The funding organization had no role in the study design, data collection, analysis, or interpretation, writing of the report, or in the decision to submit for publication.
Duality of Interest. S.L.L. reports grant support from Novartis for the Clearsight pilot study, payment or honoraria from Merck and the University of Ottawa, support for travel to meetings from Merck, and grants from Eli Lilly and Novo Nordisk (outside the submitted work). J.R.G. reports grant support from Novartis for the Clearsight pilot study. I.M.H. reports grants or contracts from Eli Lilly, Novo Nordisk, and Sanofi, consulting fees and payment or honoraria from CCRN, Insulet Corp., Boehringer Ingelheim/Eli Lilly (BI-LILLY joint venture), Eli Lilly & Co., Medtronic, Merck & Co. Inc., Novo Nordisk, and Sanofi (all outside the submitted work). J.L.M. reports participation on a Data Safety Monitoring Board for VERDICT (In ActiVE Ulcerative Colities – a RanDomIzed Controlled Trial for determination of the Optimal Treatment Target) (outside the submitted work). No other potential conflicts of interest relevant to this article were reported.

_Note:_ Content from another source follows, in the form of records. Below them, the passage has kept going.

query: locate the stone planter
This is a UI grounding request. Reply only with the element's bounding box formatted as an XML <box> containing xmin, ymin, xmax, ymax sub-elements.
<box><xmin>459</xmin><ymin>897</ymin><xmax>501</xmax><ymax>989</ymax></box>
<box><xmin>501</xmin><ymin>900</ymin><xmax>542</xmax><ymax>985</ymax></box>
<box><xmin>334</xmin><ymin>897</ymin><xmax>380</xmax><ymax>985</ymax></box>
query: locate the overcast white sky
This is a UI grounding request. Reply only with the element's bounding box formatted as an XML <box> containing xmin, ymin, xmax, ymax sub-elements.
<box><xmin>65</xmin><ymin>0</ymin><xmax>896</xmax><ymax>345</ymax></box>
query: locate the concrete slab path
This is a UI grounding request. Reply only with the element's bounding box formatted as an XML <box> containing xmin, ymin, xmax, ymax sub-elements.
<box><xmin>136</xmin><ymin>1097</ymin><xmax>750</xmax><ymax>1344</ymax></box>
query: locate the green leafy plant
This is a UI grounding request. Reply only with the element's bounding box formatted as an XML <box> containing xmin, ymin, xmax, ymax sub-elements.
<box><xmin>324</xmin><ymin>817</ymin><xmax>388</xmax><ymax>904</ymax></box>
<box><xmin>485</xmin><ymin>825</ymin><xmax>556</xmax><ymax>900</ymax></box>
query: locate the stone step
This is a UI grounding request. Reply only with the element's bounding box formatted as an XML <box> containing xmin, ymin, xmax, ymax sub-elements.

Author Contributions. S.L.L. wrote the first draft of the trial protocol. S.L.L., A.U., and J.L.M. accessed and verified the data. S.L.L. wrote the first draft of the manuscript with input from J.L.M. S.L.L., and J.L.M. conceived the study hypothesis. J.R.G., N.S.K., I.M.H., and J.L.M. provided critical revision of the protocol. E.O. recruited participants and was responsible for data collection. A.U. performed the statistical analysis. All authors had full access to all the data in the study. All authors reviewed and edited the manuscript. S.L.L. is the guarantor of this work and, as such, had full access to all the data in the study and takes responsibility for the integrity of the data and the accuracy of the data analysis.
Prior Presentation. Parts of this study were presented as a poster at the 2022 Diabetes Canada/Canadian Society of Endocrinology & Metabolism Professional Conference, Calgary, Alberta, Canada, 9–12 November 2022.